にしても、である。頭脳警察、エリック・クラプトン、ビートルズと、私を惹きつけるロックバンドは、どうしておじさんたちばかりなのだろう? 私がおじさんになったことももちろんある。でも、次の世代、次の次の世代のロックが面白くないのも事実だ。3年もすれば誰の記憶からも消えてしまうような曲しか出てこない。ロックもそろそろとどのつまりに来ちゃったのかなぁ……。

 

 昨夜、自宅に戻り、会場で買い求めたCDを聴きながらビール、焼酎とグラスを傾けた。
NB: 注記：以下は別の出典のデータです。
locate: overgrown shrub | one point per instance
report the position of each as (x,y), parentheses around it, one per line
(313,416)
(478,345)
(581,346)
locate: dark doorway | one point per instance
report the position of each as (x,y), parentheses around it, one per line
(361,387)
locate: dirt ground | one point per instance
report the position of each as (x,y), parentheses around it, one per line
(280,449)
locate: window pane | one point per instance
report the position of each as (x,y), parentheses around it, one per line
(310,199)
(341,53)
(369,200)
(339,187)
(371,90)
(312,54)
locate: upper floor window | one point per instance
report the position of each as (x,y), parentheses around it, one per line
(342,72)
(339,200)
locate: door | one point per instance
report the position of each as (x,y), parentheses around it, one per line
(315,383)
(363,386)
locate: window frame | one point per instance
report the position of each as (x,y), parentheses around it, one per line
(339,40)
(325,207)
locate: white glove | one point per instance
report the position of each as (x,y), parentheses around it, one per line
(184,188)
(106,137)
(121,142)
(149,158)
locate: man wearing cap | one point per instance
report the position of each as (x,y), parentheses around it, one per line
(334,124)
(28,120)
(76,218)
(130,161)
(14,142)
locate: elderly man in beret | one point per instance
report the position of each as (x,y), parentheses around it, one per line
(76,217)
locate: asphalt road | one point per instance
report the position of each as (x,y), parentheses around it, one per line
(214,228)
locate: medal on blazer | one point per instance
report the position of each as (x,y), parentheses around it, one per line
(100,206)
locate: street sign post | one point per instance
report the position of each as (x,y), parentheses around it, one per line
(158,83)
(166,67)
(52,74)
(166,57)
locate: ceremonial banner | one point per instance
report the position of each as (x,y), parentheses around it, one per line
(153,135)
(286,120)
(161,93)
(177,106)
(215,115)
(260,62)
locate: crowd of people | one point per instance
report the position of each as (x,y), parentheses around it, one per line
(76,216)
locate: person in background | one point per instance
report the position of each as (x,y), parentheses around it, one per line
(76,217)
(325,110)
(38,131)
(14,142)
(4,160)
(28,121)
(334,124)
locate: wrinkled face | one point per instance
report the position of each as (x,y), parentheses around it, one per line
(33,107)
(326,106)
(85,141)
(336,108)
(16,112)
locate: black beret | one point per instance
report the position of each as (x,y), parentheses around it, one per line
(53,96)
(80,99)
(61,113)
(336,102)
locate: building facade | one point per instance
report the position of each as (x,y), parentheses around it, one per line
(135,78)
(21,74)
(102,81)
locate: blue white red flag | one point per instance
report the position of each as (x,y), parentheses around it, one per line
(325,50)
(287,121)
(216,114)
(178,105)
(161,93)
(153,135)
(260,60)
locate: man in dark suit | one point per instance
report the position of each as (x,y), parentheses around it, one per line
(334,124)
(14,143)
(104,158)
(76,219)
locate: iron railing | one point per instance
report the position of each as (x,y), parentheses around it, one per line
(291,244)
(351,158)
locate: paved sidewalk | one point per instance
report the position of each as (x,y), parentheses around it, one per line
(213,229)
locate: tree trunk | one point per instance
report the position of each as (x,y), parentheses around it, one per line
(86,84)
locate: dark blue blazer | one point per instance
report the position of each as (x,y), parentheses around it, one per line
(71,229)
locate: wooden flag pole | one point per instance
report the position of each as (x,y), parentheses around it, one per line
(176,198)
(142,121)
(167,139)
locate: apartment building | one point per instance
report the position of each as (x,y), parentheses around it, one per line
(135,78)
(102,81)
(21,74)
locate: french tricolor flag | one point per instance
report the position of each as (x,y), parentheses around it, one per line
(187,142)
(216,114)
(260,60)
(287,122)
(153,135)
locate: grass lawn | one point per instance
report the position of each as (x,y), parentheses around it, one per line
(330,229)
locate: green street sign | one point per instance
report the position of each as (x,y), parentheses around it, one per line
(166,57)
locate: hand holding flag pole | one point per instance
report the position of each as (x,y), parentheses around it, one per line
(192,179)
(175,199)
気持ちよく酔った。と思っていたら、今朝は二日酔い気味である。

 気分がよくて飲み過ぎたのか? いや、ビール2本に焼酎少々だから、たいした量ではない。

 「そんな歳になったのよ」

 という妻の言葉を聞き流し、自分では

 「夕方サンドイッチを食べただけの空腹で飲んだからだ」

 と信じている。いや、信じたいといった方がいいのか……。  

 ついでに、昨夜の収支計算。
 カンパ:1万円
 CD購入:1万200円
 駐車場:1750円
 喫茶店:1750円
 帰りの首都高:1170円
 合計:2万4870円

 40分のライブを2人で聴くにはちょいと高い気もしてきた……。